Recommendation: Dr L actually suggested either Zantac (ranitidine) or (I think) Prilosec (omeprazole), but my notes only seem to include Zantac. That was nine months ago, and now I don't remember why we didn't discuss Prilosec. She suggested taking a Zantac in the evening when I take the the DEX, and another the next morning when the DEX is having its maximum effect. There are two different strengths of ranitidine, 75 mg and 150 mg. I actually take generic ranitidine 75 mg tablets, one in the morning before DEX, one with the DEX, and the third the morning after DEX.

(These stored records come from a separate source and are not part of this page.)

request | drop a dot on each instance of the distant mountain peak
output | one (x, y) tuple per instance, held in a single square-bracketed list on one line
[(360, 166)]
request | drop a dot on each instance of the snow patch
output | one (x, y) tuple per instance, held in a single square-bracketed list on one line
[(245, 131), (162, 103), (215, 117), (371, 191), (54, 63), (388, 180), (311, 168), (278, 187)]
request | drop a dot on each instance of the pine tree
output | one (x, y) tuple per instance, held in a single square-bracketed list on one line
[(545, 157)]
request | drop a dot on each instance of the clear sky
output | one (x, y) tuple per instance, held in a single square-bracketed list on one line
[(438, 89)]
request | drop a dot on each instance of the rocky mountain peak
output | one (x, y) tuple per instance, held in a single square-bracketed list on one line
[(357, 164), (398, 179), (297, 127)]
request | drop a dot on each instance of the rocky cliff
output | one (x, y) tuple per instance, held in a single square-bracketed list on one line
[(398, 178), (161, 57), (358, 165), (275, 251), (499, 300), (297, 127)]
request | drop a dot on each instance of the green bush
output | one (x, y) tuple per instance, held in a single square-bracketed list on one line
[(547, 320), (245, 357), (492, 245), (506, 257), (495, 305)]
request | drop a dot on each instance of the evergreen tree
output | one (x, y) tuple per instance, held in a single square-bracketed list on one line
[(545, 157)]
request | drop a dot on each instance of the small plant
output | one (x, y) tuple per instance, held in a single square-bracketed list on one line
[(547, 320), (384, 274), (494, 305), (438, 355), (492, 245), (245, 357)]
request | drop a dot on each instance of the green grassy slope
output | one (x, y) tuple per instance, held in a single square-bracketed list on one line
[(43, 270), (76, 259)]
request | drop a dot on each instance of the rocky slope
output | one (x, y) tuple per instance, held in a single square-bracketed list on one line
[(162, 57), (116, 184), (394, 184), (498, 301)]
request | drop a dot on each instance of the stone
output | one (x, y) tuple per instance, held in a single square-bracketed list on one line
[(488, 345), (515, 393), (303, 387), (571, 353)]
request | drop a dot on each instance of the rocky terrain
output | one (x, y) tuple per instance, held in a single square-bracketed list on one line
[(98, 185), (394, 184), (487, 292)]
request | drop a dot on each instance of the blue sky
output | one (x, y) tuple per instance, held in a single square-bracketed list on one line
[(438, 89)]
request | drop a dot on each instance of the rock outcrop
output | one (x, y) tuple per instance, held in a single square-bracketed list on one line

Ranitidine inhibits stomach acid production and is intended to treat heartburn. It should be taken 30 to 60 minutes prior to eating the food that would otherwise cause the heartburn. It has another beneficial effect, however: by reducing stomach acid it reduces the likelihood of gastrointestinal ulcers. DEX can contribute to ulcers, but the ranitidine may balance out that effect.
Omeprazole is a different kind of drug, called a proton pump inhibitor (who knew we have proton pumps?). It works more slowly, and I'd probably have to start at least a day in advance of the DEX, and take it for three or four days. I do get a very slight nausea from the ranitidine, so I might try the omeprazole some time, but not until I discuss it again with Dr L or her surrogate KDS.
Come to think of it, I should also ask Dr H, my naturopath, about ways to reduce the intestinal stress that causes ulcers.
I also take a slew of supplements.
The best web site for information on supplements is Margaret's Corner.
Salad & Dinner: Organic romaine lettuce, cucumber, boneless no-hormone no-antibiotics pork chops, organic cheese curds, avocado, Danish blue cheese, kiwi, filberts, organic broccoli, organic red wine vinegar.